On Friday, police said a neighbor’s home security camera showed Dunn scaling a fence and going into the water “willingly and on his own.”

“Regardless of the circumstances surrounding his decision to enter the water that day, there is absolutely no justification for what the teens did,” Cantaloupe added. “Pursuing criminal charges is a way to hold them accountable for their own actions.”

Dunn's fiancée filed a missing persons report on July 12 but Dunn's “badly decomposed" remains were not discovered until July 14, five days after the teens filmed the incident.

In a media briefing Friday, Cantaloupe said the case comes down to a “moral issue.”

“It’s hard to believe that somebody could watch another human being, whether it be in distress, whether it be what happened, and not do something or at least not notify somebody that you’re trying to get help,” Cantaloupe said. “I mean, I want to think that’s a natural instinct for any of us, that if we saw somebody in trouble or somebody having an issue that we would at least try to get them help.”

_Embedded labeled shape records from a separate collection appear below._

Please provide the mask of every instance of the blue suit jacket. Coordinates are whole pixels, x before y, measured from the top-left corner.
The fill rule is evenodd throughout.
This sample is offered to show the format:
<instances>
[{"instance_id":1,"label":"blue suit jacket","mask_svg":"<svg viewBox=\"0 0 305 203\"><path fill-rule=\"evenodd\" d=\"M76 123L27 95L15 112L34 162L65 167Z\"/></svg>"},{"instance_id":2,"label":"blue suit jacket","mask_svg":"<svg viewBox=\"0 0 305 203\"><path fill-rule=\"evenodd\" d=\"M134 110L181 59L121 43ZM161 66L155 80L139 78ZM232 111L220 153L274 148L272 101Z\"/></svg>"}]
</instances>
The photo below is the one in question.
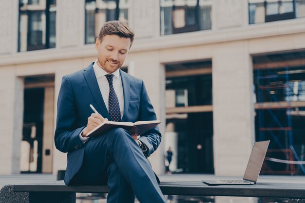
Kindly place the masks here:
<instances>
[{"instance_id":1,"label":"blue suit jacket","mask_svg":"<svg viewBox=\"0 0 305 203\"><path fill-rule=\"evenodd\" d=\"M83 162L84 148L79 134L86 126L88 118L93 112L89 105L92 104L103 117L110 120L93 65L93 63L85 69L64 76L58 95L54 139L56 148L68 152L65 175L67 185ZM122 71L120 73L124 92L122 121L156 120L143 81ZM139 139L149 149L148 156L157 149L161 137L157 127L141 135Z\"/></svg>"}]
</instances>

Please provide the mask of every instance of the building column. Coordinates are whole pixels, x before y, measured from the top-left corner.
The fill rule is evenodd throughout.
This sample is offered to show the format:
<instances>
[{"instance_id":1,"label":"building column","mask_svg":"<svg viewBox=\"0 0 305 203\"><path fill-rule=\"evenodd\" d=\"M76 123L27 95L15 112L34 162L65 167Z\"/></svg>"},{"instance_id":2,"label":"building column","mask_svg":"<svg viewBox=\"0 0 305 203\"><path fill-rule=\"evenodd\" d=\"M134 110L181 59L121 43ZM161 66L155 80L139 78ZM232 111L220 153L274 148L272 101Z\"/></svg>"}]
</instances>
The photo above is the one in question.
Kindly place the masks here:
<instances>
[{"instance_id":1,"label":"building column","mask_svg":"<svg viewBox=\"0 0 305 203\"><path fill-rule=\"evenodd\" d=\"M248 41L225 44L213 50L214 167L242 176L255 139L252 62Z\"/></svg>"}]
</instances>

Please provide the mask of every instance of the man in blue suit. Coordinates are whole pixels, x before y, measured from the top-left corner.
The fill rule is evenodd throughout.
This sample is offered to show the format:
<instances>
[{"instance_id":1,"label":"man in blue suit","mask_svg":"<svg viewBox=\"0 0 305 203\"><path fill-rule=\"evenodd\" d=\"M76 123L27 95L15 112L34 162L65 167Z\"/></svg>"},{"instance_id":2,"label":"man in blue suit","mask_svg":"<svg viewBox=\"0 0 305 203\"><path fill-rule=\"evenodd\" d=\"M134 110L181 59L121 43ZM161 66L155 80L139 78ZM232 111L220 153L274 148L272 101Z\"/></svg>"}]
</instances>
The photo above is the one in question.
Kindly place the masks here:
<instances>
[{"instance_id":1,"label":"man in blue suit","mask_svg":"<svg viewBox=\"0 0 305 203\"><path fill-rule=\"evenodd\" d=\"M105 119L156 120L143 81L119 69L133 33L118 21L106 22L95 41L97 59L86 68L64 76L57 103L55 142L68 152L67 185L108 184L107 203L165 203L147 157L157 148L157 127L138 139L116 128L95 137L87 134ZM99 113L93 113L89 105Z\"/></svg>"}]
</instances>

Cantaloupe added he would also like to see lawmakers enact legislation that would allow them to prosecute similar cases in the future.

“I would like to something that when there is a horrific case or something of this magnitude that there would be some sort of legislation or some sort of law that would require the reporting to law enforcement or to somebody,” Cantaloupe said.

Cantaloupe did not provide the names or any other information about the teens, only saying they were between the ages of 14 and 16. He did not believe that any of them had any prior criminal record.

Cantaloupe said that when detectives brought the teens in and talked to them “there wasn’t a lot of remorse” among one or two of them. However, he said that all the parents were “very disturbed” and “overly concerned.”

Cantaloupe said charging document will be sent to the state a along with the case report and video evidence for a review and determination if the charges will be prosecuted. He added that it could take a few weeks for the state attorney to officially set the charges.

Dunn’s family set up a GoFundMe campaign to cover his funeral expenses. As of Friday afternoon, the crowdfunding page has received over $25,000 from nearly 800 people in four days.

In a Facebook post, Simone Scott, who identified herself as Dunn’s sister, said that the funds will be used to support the mothers of his two young daughters, ages 6 and 7.

She also said that some of the funds will be used to support a petition on Change.org, calling on Governor Rick Scott (R) to introduce legislation entitled "Dunn's right to Duty.” Scott said that the law would “keep his name alive and to turn something negative into something positive and prevent other senseless acts and crimes from happening.”

As of Friday, the petition has gathered more than 500 signatures so far.

“I don’t know if there’s any just outcome to this. There’s nothing that’s going to replace somebody’s life,” Cantaloupe said. “We don’t want another family to have to go through what the Dunn family has went through.”